Material technology advancement and innovation may very well encourage and accelerate the speed of which entire cities are engineered and towns constructed while more land, materials and resources are used in the process. In humanity’s search for an answer to resolve the environmental crisis, is it still smart to focus on innovation while our planet is suffering partly because of it? Which comes to where the topic was previously left off, “is material technology even necessary?”, which was a trick question, because advancement is technically inevitable. But do not worry, the direction of innovation has shown itself to have shifted towards a movement for the environment rather than taking from it.
“Rather than a fixed catalog of products, one sees a constantly shifting array of materials, which offer continual improvements upon known standards or render those standards obsolete” (Brownell, 2006, p.6).
According to Uppal (2012), advancement in science and technology is necessary to propel the living standard of people. While the traditional approach of material creation has served humanity well, it seems to be approaching some fundamental limits when it comes to the aspect of construction, which is where chemistry-based approaches to the creation of materials come in, whereby “exact atomic and molecular infrastructures” have become more feasible (Leydecker, 2008).
And what do you mean by “exact atomic and molecular infrastructures”? What exactly are these new materials, you ask?
Before I answer you, I would like to mention the motivations behind material advancement and why we need it, which can be separated into two general categories: environmentally conscious and aesthetics. Besides mentioning the previous stated accelerated pace of advancement, Brownell (2006, p.7) also mentioned the current awareness of “the earth’s dwindling raw materials, diminishing fossil fuels, and the problems associated with industrial waste” and how, because of this awareness, new products are therefore based on using less raw materials and energy by repurposing existing materials or created with materials which are less toxic to the environment. The latter motivation however, pretty much explains itself, which represents society’s growing desire to bring art into life, as can be seen with “the proliferation of translucent composite materials” often used to “impart a luminous, enigmatic quality” to the surrounding (Brownell, 2006, p. 7).
Now, down to business. In Brownell’s book Transmaterial: A Catalog of Materials that Redefine our Physical Environment (2006), she explains that with different themes which might be shared among dissimilar products, that she has categorised materials into seven broad classifications. Of these categories include ultraperforming materials, which are stronger, lighter, more durable and more flexible than conventional counterparts, in a movement striving towards greater exposure yet also ephemerality. Next up we have multidimensional materials, where products are no longer conceived as “a collection of flat planes that define space and function”, which also allows for thin materials to be more structurally stable. Moving on to repurposed materials, which are basically materials used in the place of others that are conventionally used in an application, not only being environmentally friendly in way of raw material preservation and waste management, but also repurposed in the sense of functionality, for example furniture with more than one usage.

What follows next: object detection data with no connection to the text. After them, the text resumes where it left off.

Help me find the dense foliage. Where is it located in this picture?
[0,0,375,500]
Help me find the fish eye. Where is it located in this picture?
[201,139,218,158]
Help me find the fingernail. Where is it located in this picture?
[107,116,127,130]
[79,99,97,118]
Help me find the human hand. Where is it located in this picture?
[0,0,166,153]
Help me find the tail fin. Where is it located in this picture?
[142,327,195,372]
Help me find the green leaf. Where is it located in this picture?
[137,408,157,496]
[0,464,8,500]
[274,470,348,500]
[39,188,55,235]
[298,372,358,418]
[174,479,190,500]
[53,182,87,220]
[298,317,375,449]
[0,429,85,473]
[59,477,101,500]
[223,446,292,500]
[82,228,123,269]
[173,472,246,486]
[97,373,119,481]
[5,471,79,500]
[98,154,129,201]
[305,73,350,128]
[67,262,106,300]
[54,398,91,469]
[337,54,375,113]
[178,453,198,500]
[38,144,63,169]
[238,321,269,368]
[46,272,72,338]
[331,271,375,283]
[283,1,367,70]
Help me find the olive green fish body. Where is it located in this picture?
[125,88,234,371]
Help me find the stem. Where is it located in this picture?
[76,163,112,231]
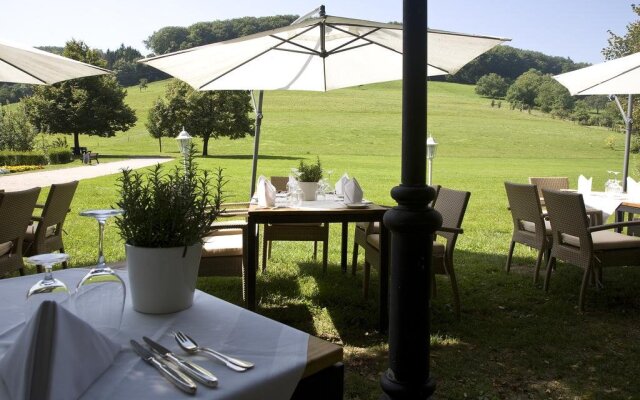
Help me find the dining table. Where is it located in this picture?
[0,268,344,400]
[244,196,389,332]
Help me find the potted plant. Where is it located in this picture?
[298,157,322,201]
[116,145,225,314]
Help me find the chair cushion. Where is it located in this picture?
[562,231,640,250]
[24,221,56,242]
[202,229,242,257]
[520,220,551,235]
[0,242,13,256]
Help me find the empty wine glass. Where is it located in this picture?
[26,253,69,320]
[75,210,126,336]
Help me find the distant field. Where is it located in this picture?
[16,82,640,400]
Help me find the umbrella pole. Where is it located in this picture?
[249,90,264,199]
[381,0,442,400]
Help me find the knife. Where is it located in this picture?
[142,336,218,387]
[130,340,198,394]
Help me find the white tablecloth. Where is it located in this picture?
[0,269,309,400]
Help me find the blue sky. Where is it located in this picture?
[0,0,638,63]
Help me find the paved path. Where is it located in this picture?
[0,157,173,192]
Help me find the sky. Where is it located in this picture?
[0,0,640,63]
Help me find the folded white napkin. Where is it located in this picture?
[257,175,277,207]
[336,172,349,196]
[0,301,120,400]
[627,176,640,199]
[343,178,363,204]
[578,175,593,194]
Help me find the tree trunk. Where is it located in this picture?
[202,135,209,157]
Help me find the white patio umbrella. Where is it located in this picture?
[140,6,510,193]
[554,53,640,192]
[0,41,111,85]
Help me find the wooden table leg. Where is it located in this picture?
[244,215,258,311]
[340,222,349,273]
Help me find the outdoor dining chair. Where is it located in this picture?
[262,176,329,272]
[22,181,78,271]
[351,185,440,275]
[363,188,471,319]
[0,187,40,276]
[543,190,640,312]
[504,182,552,284]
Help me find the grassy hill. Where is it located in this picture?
[31,82,640,399]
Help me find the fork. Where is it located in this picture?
[173,331,254,372]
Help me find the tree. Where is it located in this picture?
[476,72,509,99]
[23,40,136,152]
[147,80,253,156]
[507,69,542,110]
[536,75,574,115]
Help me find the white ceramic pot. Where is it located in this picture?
[298,182,318,201]
[125,243,202,314]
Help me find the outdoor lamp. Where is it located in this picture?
[176,126,193,157]
[427,136,438,185]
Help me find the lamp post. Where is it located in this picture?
[176,126,193,173]
[427,136,438,185]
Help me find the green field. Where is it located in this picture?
[16,82,640,400]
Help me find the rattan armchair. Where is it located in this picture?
[363,188,471,318]
[0,187,40,276]
[543,190,640,311]
[504,182,552,283]
[22,181,78,268]
[262,176,329,272]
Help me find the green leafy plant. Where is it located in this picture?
[298,157,322,182]
[116,145,226,248]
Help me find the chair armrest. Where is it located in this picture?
[436,226,464,233]
[588,220,640,232]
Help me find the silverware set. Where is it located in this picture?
[130,331,254,394]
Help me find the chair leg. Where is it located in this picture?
[362,261,371,299]
[505,240,516,273]
[533,248,544,285]
[351,241,358,276]
[322,241,329,274]
[262,238,271,272]
[544,257,556,292]
[578,265,591,312]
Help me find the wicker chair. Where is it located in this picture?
[363,188,471,318]
[351,185,440,275]
[529,176,569,207]
[543,190,640,312]
[262,176,329,272]
[0,187,40,276]
[504,182,552,283]
[22,181,78,270]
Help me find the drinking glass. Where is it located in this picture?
[25,253,69,320]
[75,210,126,336]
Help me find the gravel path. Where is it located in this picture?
[0,157,173,192]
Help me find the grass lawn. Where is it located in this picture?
[11,82,640,400]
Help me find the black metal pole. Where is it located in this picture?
[381,0,442,400]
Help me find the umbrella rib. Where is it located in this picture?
[2,59,47,84]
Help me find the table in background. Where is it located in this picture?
[245,200,389,332]
[0,268,344,400]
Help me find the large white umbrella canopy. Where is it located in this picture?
[140,6,510,192]
[0,41,111,85]
[553,53,640,191]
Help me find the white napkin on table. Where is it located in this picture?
[0,301,120,400]
[257,175,277,207]
[578,175,593,194]
[343,178,363,204]
[336,172,349,196]
[627,176,640,200]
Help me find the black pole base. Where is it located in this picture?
[380,370,436,400]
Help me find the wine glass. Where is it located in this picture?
[26,253,69,320]
[75,210,126,336]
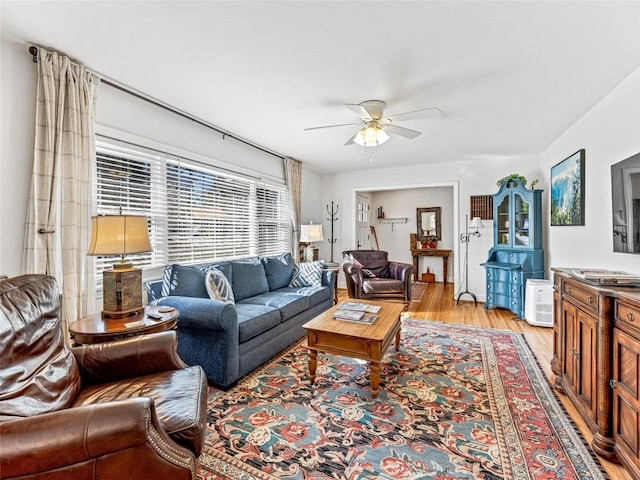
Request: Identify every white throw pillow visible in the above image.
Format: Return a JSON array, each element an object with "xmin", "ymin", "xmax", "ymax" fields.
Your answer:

Further down the list of categories we have recombinant materials that consist of two or more different materials that create a product with greater performance by acting in harmony. Following that would be transformational materials which are characterised by the process of undergoing physical metamorphosis based on environmental stimuli, whether based on properties of the material or driven by the user. Moreover we have interfacial materials, which facilitate the interaction between the physical and virtual world that may be virtual instruments made to control material manufacture or physical manifestations of digital fabrications. Last but not least, we have intelligent or smart materials, which is an umbrella term for materials that improve their environment, either actively or passively, and often are products of inspiration from biological systems. Most smart materials maybe also be known as adaptive materials due to their property to adjust themselves to the surrounding and its stimuli (Ritter, 2007). Materials in this category also indicate R&D’s (research and development) growing focus on manipulation at the microscopic scale.
Ritter (2007) stated that, “we are standing on the threshold of the next generation of buildings”, through intelligent use of functionally adaptive materials, various degrees of ecological high technology such as products and constructions are able to interact with their direct or indirect surroundings and adjust themselves to suit. As materials take up energy and matter, affecting the flow of its surrounding, it can be optimised through the usage of smart materials (Ritter. 2007).
With this, I would like to conclude that material advancement is undoubtedly necessary, not only for human comfort but for the wellness of the environment, and will most likely assist and lead us into the ever innovative future, and that hopefully I have convinced you, my reader, of this truth.
Brownell, B., ed. (2006), Transmaterial, New York: Princeton Architectural Press, p. 6-11.
Leydeker,S. (2008), Nano Materials: in Architecture, Interior Architecture and Design, Germany: Birkhauser, p.8-11.
Ritter, A. (2007), Smart Materials in Architecture, Interior Architecture and Design, Berlin: Birkhauser, p.7-9.
Uppal, S.M. (2012), ‘The Key to Scientific Advancement’, JAGST 14(1), p.1-2.